On Saturday morning instead of diving right into our normal weekend chores, Beth set up the wading pool and the sprinklers in the backyard. We had an extra day of weekend due to the Memorial Day holiday and the day had a relaxed feel. June amused herself stepping in and out of the pool over and over again. Noah ran through the sprinkler. Beth took pictures and she and Noah shot a little movie, a new pastime of theirs. (For a look at their first effort see www.noahsmovies.com. They even composed the music!) Neither of us wore a watch, but we both suspected it was getting on lunchtime. I knew I should feed June so she didn’t melt down before her nap, but I didn’t want to get up out of my chair. It felt like one of those study breaks in the library in college when you went down to the basement to get a snack from the vending machine and you ran into friends hanging out and talking and all sense of time and responsibility melted away and all of a sudden it was an hour later and you still hadn’t done your reserve reading.

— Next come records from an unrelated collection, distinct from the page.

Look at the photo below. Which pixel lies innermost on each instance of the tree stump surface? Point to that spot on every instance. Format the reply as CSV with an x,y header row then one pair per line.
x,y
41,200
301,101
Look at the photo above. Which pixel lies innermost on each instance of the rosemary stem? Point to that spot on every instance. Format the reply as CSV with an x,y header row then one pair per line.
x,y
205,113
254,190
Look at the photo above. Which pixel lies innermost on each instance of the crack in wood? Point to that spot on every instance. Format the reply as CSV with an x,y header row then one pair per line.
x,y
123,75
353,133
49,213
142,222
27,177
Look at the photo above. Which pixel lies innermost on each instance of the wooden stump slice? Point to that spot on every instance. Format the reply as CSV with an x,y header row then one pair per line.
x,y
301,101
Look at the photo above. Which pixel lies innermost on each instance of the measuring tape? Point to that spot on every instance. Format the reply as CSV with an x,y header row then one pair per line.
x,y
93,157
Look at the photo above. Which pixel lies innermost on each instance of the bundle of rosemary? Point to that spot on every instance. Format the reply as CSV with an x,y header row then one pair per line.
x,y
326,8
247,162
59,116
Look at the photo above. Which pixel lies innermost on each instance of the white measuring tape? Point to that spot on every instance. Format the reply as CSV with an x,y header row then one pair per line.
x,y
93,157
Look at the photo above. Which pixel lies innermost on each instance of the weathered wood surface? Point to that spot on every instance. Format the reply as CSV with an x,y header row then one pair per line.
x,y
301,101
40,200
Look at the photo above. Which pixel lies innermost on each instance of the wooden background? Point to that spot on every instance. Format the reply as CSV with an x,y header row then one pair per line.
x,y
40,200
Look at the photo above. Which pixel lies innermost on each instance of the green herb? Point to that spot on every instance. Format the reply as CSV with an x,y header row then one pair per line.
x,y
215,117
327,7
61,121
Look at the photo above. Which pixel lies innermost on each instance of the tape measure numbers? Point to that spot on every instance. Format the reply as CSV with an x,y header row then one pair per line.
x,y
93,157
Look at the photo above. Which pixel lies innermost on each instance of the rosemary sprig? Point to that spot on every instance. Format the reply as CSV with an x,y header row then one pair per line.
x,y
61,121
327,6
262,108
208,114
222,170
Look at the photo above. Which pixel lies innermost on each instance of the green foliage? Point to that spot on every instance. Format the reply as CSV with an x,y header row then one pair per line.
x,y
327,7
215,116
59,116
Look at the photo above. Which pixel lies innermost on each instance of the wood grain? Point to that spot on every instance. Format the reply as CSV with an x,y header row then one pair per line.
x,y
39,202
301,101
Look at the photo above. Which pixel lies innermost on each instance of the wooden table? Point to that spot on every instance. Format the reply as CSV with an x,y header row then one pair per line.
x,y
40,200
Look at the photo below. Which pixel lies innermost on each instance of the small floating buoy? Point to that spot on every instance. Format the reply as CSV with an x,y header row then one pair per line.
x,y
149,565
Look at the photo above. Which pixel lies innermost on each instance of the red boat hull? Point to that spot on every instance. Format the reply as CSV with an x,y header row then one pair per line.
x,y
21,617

We did linger too long, but it was Noah who had the tantrum. Something was wrong about the movie. He hadn’t shot the right scene and for some reason he couldn’t go back and do what he wanted. He lay on his back in the grass and cried.
“Do you suppose this happens to Martin Scorsese?” Beth asked. I shrugged and took June inside. A minute later I was back with a couple slices of baby Swiss for Beth who was waiting out the tantrum. I figured it would be a while before she got any lunch.
Saturday afternoon and Sunday morning we passed the kids back and forth while we cleaned and grocery shopped. Beth took frequent phone calls from her mother. Andrea and her three sisters (Carole, Susan and Jenny) were taking a long weekend road trip through West Virginia and we were planning to meet up with them in Harper’s Ferry on Sunday afternoon. Their plans kept shifting and failing to coalesce, however, frustrating Beth, who wanted to make hotel reservations for Sunday night.
We left the house at quarter to one on Sunday afternoon without firm plans. We had hotel reservations, but we expected to cancel them and make new ones in a different town. After an hour’s drive and a short shuttle ride from Harper’s Ferry National Park (www.nps.gov/archive/hafe/home.htm) to the actual town, we met the four sisters. Everyone exclaimed over the kids, how tall Noah was getting and how cute June looked in her West Virginia University jumper and socks. Noah proudly showed off his star-spangled American Idol sunglasses, the first reward he won with his good behavior stickers at school. June eyed the sisters with the suspicious look she gives anyone she thinks might pick her up.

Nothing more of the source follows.